The Fed faces two major variables in 2026: a leadership change and a large-scale reshuffling of board members, the most significant personnel appointments in nearly four decades. The new chair is expected to align with White House priorities, balancing inflation and employment goals while managing political pressure from the White House, along with declining bond market liquidity.
This year will be one of easing for the Fed, with the 2 percent inflation target potentially quietly abandoned. The policy rate may potentially trend toward the 2.5 percent neutral level, or even 2 percent if employment conditions deteriorate. If financial stability is threatened, a new round of quantitative easing could emerge at any time.
3. What impact will fiscal capitalism bring?
The US, Japan, and Germany have entered a new fiscal expansion cycle, with sustained fiscal output providing the main momentum driving the world economy. There are two reasons: governments are increasingly catering to voters, pursuing only upward economic cycles and attempting to mitigate downturns through stimulus measures.
Central bank policy independence has diminished, with quantitative easing filling government fiscal gaps. The cost is excessive credit issuance, sometimes triggering consumer price inflation but more often leading to soaring asset prices and widening wealth inequality.
Among G7 countries, all except Germany have debt-to-gross domestic product ratios exceeding or approaching the International Monetary Fund's 120 percent warning line. The US relies on Fed QE for support, Japan depends on long-term stable domestic insurance funds, and the European Central Bank cannot cooperate with governments as effectively as the Fed, making its bond market more vulnerable, with particular concern about France and the United Kingdom. Political extremism is spreading not only in the US but also in Europe and Japan.
4. Can precious metals sustain their rise?
Gold rose 65 percent last year, while silver surged 149 percent, the most outstanding performance among major asset classes. The main buyers of gold and silver have been central banks and exchange-traded funds, reflecting the pursuit of assets unaffected by central bank easing policies by governments and the private sector.

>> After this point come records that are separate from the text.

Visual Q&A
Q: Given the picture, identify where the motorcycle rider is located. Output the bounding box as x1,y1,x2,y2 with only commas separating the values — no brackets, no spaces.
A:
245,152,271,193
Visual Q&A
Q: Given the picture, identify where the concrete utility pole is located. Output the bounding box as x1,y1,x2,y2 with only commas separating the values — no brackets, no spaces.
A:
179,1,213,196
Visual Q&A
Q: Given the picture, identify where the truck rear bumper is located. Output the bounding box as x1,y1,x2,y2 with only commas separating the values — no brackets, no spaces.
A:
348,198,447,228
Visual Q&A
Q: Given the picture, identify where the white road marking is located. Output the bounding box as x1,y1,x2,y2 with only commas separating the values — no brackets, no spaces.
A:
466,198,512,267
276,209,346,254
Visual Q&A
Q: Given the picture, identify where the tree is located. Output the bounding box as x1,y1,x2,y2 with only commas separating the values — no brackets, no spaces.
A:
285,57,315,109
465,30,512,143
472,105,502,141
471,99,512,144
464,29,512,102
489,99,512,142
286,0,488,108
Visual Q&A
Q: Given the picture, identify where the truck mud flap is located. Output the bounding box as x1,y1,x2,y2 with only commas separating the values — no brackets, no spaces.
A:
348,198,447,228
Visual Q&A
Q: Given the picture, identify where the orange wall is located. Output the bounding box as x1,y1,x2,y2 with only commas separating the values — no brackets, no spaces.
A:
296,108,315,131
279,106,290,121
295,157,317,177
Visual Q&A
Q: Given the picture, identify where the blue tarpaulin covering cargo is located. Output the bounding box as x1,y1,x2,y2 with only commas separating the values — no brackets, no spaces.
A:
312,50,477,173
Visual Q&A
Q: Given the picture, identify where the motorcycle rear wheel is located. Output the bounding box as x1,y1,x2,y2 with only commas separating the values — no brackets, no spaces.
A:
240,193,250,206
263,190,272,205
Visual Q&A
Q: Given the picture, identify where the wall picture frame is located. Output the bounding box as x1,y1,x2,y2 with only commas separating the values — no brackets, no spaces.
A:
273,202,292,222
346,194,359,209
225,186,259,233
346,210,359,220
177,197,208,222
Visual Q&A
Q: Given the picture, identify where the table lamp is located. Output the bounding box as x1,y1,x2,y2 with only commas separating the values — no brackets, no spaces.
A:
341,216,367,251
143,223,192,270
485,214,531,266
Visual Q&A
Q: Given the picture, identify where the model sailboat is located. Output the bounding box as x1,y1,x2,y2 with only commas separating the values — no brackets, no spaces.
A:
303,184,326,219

Developed economies have entered new fiscal expansion cycles, with fiscal deficits ultimately requiring monetary expansion to cover the bill. This year, the monetary policy is bound to be more accommodative than market pricing. Once the Fed begins large-scale easing, the European Central Bank and Bank of England will follow suit, and the Bank of Japan's rate-hike pace may also stop, which is favorable for gold.
Industrial demand has improved the prospects of silver, while the rise of artificial intelligence and data centers has sharply increased the metal's industrial applications, resulting in a continuous supply-demand gap. China, the US, Japan, Germany, and India have successively launched national reserves. Although it has become a crowded trade, as an asset hedging against central bank credibility risk, its investment logic persists over the long term.
5. Has the AI craze reached a turning point?
The AI revolution is real, but it is doubtful whether the US' big AI investment can be sustained. Technological development is never linear; it must go through breakthroughs, application transformation bottlenecks, and liquidity cycle shocks. The past three years have been an era of heavy investments in building large models and data centers, but the scale of burning money has become increasingly unsustainable, with bond market and private equity financing becoming increasingly common. The AI investment "arms race" will continue this year, but at a slower pace, with a high chance of AI stock prices plunging.
More noteworthy is that industry focus may shift from competing on models to competing on applications. AI commercialization will be the new battleground, with consumer devices and small models empowering enterprises poised for greater development, and AI is entering the AI+ era. Chinese AI model downloads topped US ones for the first time. The open-source model is more suitable for application promotion, with the role of Chinese open-source AI in the AI+ era remaining an open question.
The author of this article is Tao Dong, president and chief economist at Springs Capital Hong Kong.